On the positive side, there are a couple of "Don't Miss" options that we always try to include in our itinerary when we're traveling Interstate 80 across the Great Basin. Those two are the Overland Trail Museum on the West side of Elko and the Elko city museum spotted next to Elko's events center and city park. Both are really great places to stop on a lunch hour, or just to stretch your legs after a long drive.
We stopped at the Elko city museum on our way east during the first week of our vacation. They had made lots of changes since our last visit, and we had an excellent time viewing the wonderful art in the changing gallery in the museum annex. We also enjoyed the original part of the museum that we always revisit for its quality displays.
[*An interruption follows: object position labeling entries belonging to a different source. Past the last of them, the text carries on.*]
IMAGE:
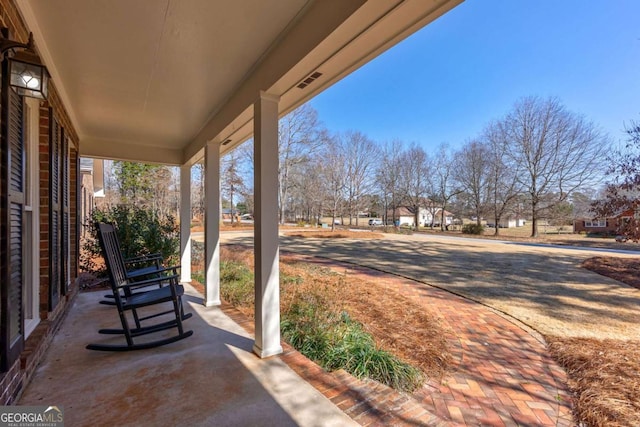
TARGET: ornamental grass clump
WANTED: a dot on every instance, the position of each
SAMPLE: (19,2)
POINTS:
(237,283)
(335,341)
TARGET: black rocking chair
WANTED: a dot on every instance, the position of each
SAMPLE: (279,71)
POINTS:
(140,268)
(126,300)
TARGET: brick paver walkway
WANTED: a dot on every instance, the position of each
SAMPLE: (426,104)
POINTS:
(501,376)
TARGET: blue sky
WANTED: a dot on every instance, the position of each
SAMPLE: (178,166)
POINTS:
(447,81)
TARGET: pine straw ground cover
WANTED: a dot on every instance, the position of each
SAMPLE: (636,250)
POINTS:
(604,374)
(398,325)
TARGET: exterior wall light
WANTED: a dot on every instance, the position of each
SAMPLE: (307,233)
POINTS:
(27,75)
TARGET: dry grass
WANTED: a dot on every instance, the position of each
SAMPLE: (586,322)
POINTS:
(625,270)
(605,377)
(338,234)
(604,374)
(397,324)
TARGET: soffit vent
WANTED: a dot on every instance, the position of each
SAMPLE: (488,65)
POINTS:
(306,82)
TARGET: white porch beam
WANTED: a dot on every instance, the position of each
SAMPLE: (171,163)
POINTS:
(267,269)
(212,223)
(185,223)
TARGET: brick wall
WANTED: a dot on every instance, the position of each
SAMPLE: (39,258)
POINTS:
(17,377)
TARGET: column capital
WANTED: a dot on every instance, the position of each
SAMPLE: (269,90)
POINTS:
(266,96)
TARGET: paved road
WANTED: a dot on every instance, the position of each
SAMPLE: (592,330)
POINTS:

Today, as we drove west, we wanted to stop and visit the Overland Trail Museum hoping to combine a museum tour with our lunch hour. But imagine our horror when we exited the Interstate and drove up to the entrance gate and found it locked! Not satisfied with seeing the closed, and seemingly locked gate from the truck window, I got out and went over to test the integrity of the lock.
Yup, it WAS locked for sure and pasted to the gate was a rather lame message that said: "in accordance with CDC directives, the museum is closed." To help potential guests understand, the sign included a phone number should those guests want to call and have it explained verbally.Naturally, I called the number since I could easily see two or three cars in the museum parking lot about a thousand feet from the locked gate where I stood. However, as one might expect in such an inane situation, the listed phone number was "not in service at this time."
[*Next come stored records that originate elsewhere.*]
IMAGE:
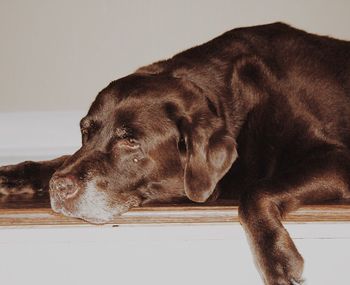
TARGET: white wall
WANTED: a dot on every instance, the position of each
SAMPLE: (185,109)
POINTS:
(56,55)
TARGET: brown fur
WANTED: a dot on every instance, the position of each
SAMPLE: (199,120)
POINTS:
(276,96)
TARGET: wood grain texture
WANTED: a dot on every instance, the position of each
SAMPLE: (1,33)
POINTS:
(24,210)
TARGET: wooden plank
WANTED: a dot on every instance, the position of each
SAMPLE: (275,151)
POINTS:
(21,210)
(173,214)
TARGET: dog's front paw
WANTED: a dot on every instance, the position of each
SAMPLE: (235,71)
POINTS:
(20,179)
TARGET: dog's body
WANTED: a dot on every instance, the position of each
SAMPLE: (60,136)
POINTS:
(260,113)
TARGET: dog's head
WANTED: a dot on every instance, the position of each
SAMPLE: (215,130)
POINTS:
(146,138)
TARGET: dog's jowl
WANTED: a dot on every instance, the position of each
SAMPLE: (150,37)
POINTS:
(259,113)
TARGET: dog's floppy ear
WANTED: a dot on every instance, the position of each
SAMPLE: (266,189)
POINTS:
(209,155)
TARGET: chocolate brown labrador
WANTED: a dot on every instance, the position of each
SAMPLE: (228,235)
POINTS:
(261,113)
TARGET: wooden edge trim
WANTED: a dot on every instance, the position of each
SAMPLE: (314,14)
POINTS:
(171,214)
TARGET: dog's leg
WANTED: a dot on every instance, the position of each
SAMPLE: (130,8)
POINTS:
(28,177)
(323,175)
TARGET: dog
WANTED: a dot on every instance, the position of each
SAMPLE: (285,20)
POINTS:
(261,113)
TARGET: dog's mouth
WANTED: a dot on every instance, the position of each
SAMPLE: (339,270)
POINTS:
(89,210)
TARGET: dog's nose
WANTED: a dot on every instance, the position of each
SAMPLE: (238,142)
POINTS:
(66,187)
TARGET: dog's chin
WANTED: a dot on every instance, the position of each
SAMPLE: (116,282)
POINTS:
(101,217)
Now we've been on the road for nearly a month and have been to countless museums and RV camps and grocery stores and, well, you name it, and few are even requiring a mask anymore. Once in a great while we'll encounter someone with a mask on anyway, but they're definitely in the minority. So, we wonder, what's up with the Overland Trail Museum? Evidently, the bad phone number on the gate was going to be no help answering that question.
For a few moments I toyed with the idea of driving in the outbound traffic gate as IT was open. But instead, I just steered the rig back onto the Interstate and continued heading west. It took a while to get over that bit of disappointment, but we focused our attention on our DVD book, though a more improbable story you'd have a hard time finding. The tail involves an Irish family that has decided to become Mormons in the year 1850, and the story details the trials and tribulations they face as they board a ship in Liverpool, England, and cross the Atlantic to New York.
Since the story was meant to be somewhat charming, it managed it keep our interest, but I won't bore you with the plot details. In short, I suspect the family will probably succeed in outwitting everyone from the heavy-handed rich parents of their chance female traveling companion, to the many and sundry American holligans hoping to take advantage of the family's naivete.Since we couldn't have lunch at the trail museum, we settled for a semi-shaded lunch spot in a casino parking lot across the street from "The Owl Club Casino and Restaurant" in Battle Mountain, right next to the Union Pacific mainline. Though the line was quiet through most of our lunch hour, a fast freight did announce itself in time for me to grab the camera and dash out to shoot the locomotive. Then, as an afterthought, I started shooting the spectaucularly-color graffiti on the sides of many of the train cars as they sped past at sixty miles per hour.
This brings me to the topic of this blog: railroad car grafitti.
I don't know how many years it has been happening, but painting the name of your girlfriend or streetgang or favorite band on the sides of boxcars, refrigerator cars, or even mesh-sided automobile-carrying cars has become as common as people living on the streets in America. I've never been sure why railroads accept the practice, but maybe it's just impossible to stop.
I visited the "National Railroad Museum" website to learn more about railroad graffiti. They had this to say: "Modern American graffiti, as we know it, began in the United States and is attributed to a Philidelphia high school student known as “Cornbread.” Trying to attract the attention of a girl in 1967, he began signing his name, or “tagging,” public areas of the city.""The form exploded in New York during the 1970s as “TAKI 183” and “Tracy 168” would “bomb” subway cars with their imaginative signatures, spreading the graffiti idea throughout the region the train traveled. The growth of street gangs and the political and social changes that characterized the 1960’s and 1970’s, whose sometimes illegal and divisive tactics marginalized the art form, while simultaneously bringing it into mainstream American culture."
"Today graffiti is alternately lauded by art critics and enthusiasts, while demonized by property owners, creating tension and discussion within the community about issues ranging from vandalism to free speech."
As you can see from the photos, shooting the cars while they're flashing past is certainly not optimum. But seldom are we ever close enough to parked freight cars to do any photography. Plus, tresspassing on railroad property is seldom safe in these times of home-grown terrorists looking to disrupt society. Railroad employees are specifically trained to look out for folks lurking around on railroad property.